Pensions tax relief may be in the firing line in the upcoming Autumn Budget, with growing concern among financial experts that HMRC is targeting popular salary sacrifice schemes as a way to raise revenue.
According to Blick Rothenberg, a leading audit and tax advisory firm, a new HMRC report points to the Treasury’s increasing focus on pension perks — including suggestions that salary sacrifice schemes could be significantly curtailed or even abolished.
Tomm Adams, a partner at the firm, said: “HMRC has just published a report suggesting that the Treasury has pensions in its crosshairs this Autumn. It explores ways to butcher salary sacrifice arrangements, or go even further by abolishing pension tax relief altogether.”
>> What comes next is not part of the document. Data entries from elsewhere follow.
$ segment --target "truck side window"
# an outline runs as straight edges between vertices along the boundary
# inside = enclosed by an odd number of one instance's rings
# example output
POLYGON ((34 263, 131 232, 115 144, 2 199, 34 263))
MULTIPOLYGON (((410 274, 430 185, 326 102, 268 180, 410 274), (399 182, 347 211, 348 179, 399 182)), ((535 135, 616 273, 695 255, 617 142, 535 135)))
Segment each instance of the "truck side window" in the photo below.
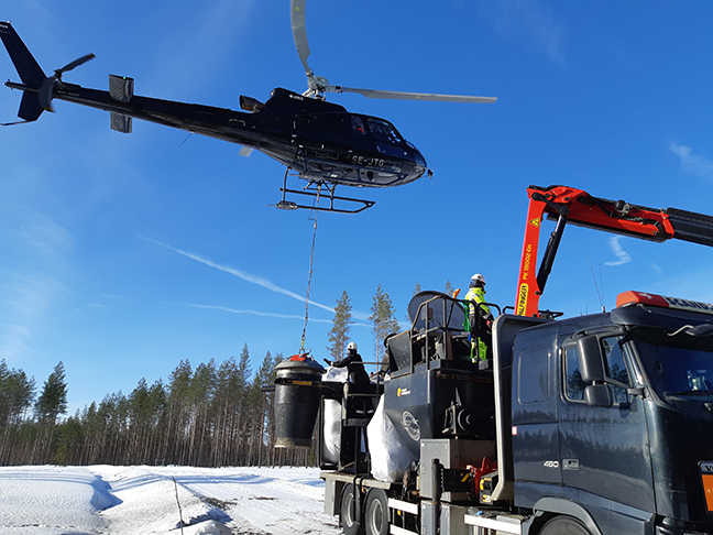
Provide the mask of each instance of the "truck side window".
POLYGON ((564 392, 568 400, 584 401, 584 381, 579 369, 579 351, 577 346, 564 349, 564 373, 567 380, 564 382, 564 392))
MULTIPOLYGON (((602 338, 602 349, 604 349, 606 363, 608 365, 608 376, 616 379, 624 384, 632 384, 628 372, 626 371, 626 364, 624 363, 624 356, 622 354, 622 346, 619 345, 618 338, 615 336, 602 338)), ((612 385, 610 385, 610 387, 612 389, 614 403, 628 402, 628 395, 624 389, 617 389, 612 385)))
MULTIPOLYGON (((602 345, 608 368, 607 375, 611 379, 615 379, 625 384, 630 384, 618 338, 614 336, 602 338, 600 340, 600 343, 602 345)), ((567 398, 571 401, 584 401, 584 387, 586 386, 586 384, 584 384, 584 381, 582 381, 577 346, 563 348, 563 351, 566 373, 564 393, 567 395, 567 398)), ((624 389, 618 389, 611 384, 610 389, 612 390, 612 398, 614 400, 614 403, 627 403, 629 401, 628 394, 624 389)))

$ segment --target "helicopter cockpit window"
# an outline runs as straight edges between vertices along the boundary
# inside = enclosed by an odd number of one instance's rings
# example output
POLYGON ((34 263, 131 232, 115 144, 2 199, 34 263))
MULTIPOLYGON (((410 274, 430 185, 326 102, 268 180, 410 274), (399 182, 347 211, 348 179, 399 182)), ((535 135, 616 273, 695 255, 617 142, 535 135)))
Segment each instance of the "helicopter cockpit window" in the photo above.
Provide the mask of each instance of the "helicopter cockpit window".
POLYGON ((392 123, 373 117, 370 117, 369 119, 366 119, 366 121, 369 122, 369 130, 371 130, 371 133, 375 140, 385 141, 395 145, 401 145, 404 143, 404 139, 396 131, 392 123))
POLYGON ((361 120, 361 117, 352 116, 352 130, 355 134, 366 135, 366 130, 364 129, 364 121, 361 120))

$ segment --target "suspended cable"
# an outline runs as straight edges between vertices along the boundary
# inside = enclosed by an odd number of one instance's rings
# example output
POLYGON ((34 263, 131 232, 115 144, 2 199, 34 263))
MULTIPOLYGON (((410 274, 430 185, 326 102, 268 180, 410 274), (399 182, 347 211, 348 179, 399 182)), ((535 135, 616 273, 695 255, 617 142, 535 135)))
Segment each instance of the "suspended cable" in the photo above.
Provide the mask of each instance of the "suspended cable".
POLYGON ((305 337, 307 335, 307 321, 309 319, 309 288, 311 286, 312 264, 315 261, 315 240, 317 239, 317 214, 319 214, 320 192, 321 192, 321 183, 317 184, 317 195, 315 195, 312 210, 310 211, 310 216, 309 216, 312 217, 314 214, 315 225, 312 227, 312 247, 311 247, 311 252, 309 253, 309 276, 307 277, 307 294, 305 296, 305 327, 303 328, 303 338, 301 338, 301 345, 299 347, 298 354, 303 354, 305 352, 305 337))

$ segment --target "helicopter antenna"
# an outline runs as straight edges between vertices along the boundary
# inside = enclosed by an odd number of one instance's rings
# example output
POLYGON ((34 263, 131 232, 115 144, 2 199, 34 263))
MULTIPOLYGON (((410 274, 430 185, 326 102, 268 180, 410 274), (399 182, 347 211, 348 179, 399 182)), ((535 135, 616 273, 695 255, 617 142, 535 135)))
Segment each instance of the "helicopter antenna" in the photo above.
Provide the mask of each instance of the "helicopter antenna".
MULTIPOLYGON (((314 206, 319 207, 319 193, 321 190, 321 183, 317 186, 317 194, 315 195, 315 204, 314 206)), ((303 327, 303 337, 301 337, 301 345, 299 347, 299 353, 297 354, 303 354, 305 352, 305 338, 307 335, 307 321, 309 320, 309 288, 311 287, 311 275, 312 275, 312 265, 315 261, 315 241, 317 239, 317 215, 319 214, 319 210, 314 210, 314 216, 310 215, 309 217, 314 218, 315 225, 312 227, 312 247, 311 247, 311 252, 309 253, 309 276, 307 277, 307 294, 305 296, 305 326, 303 327)))
POLYGON ((594 281, 594 290, 596 290, 596 296, 600 299, 600 306, 602 307, 602 312, 606 312, 606 308, 604 307, 604 302, 602 301, 602 294, 600 294, 599 286, 596 285, 596 277, 594 276, 594 270, 592 269, 592 261, 590 260, 589 254, 586 254, 586 261, 590 264, 590 271, 592 272, 592 281, 594 281))

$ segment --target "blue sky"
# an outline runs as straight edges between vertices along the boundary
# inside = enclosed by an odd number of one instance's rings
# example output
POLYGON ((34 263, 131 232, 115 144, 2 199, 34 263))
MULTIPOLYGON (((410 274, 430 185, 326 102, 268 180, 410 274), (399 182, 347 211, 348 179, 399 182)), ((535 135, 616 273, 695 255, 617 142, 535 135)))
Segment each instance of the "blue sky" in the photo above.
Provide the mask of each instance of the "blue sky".
MULTIPOLYGON (((238 109, 241 94, 306 89, 287 0, 0 0, 45 72, 65 80, 238 109)), ((320 214, 306 346, 326 356, 342 290, 366 360, 376 286, 405 319, 413 288, 515 301, 529 184, 713 214, 713 4, 662 1, 310 0, 310 65, 332 84, 498 97, 494 105, 332 95, 383 117, 434 178, 385 190, 365 212, 320 214)), ((0 76, 19 81, 4 51, 0 76)), ((0 87, 0 121, 21 95, 0 87)), ((312 221, 278 211, 284 168, 254 152, 55 101, 0 129, 0 358, 37 384, 64 361, 70 412, 194 365, 299 349, 312 221)), ((341 194, 349 194, 342 189, 341 194)), ((544 226, 541 242, 551 230, 544 226)), ((578 315, 626 290, 713 301, 711 251, 570 227, 542 307, 578 315), (591 266, 590 266, 591 264, 591 266)))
He added that the pensions industry was alarmed by what he described as a short-sighted approach that prioritises short-term tax receipts over long-term financial stability. “Those of us who care about the general population’s retirement prospects are appalled. This would sacrifice tomorrow’s security for today’s gain.”
Salary sacrifice arrangements have long been used by both employers and employees to boost pension contributions in a tax-efficient way. Under the scheme, an employee agrees to reduce their salary, with the equivalent amount instead being paid into their pension — which reduces both income tax and National Insurance contributions (NICs).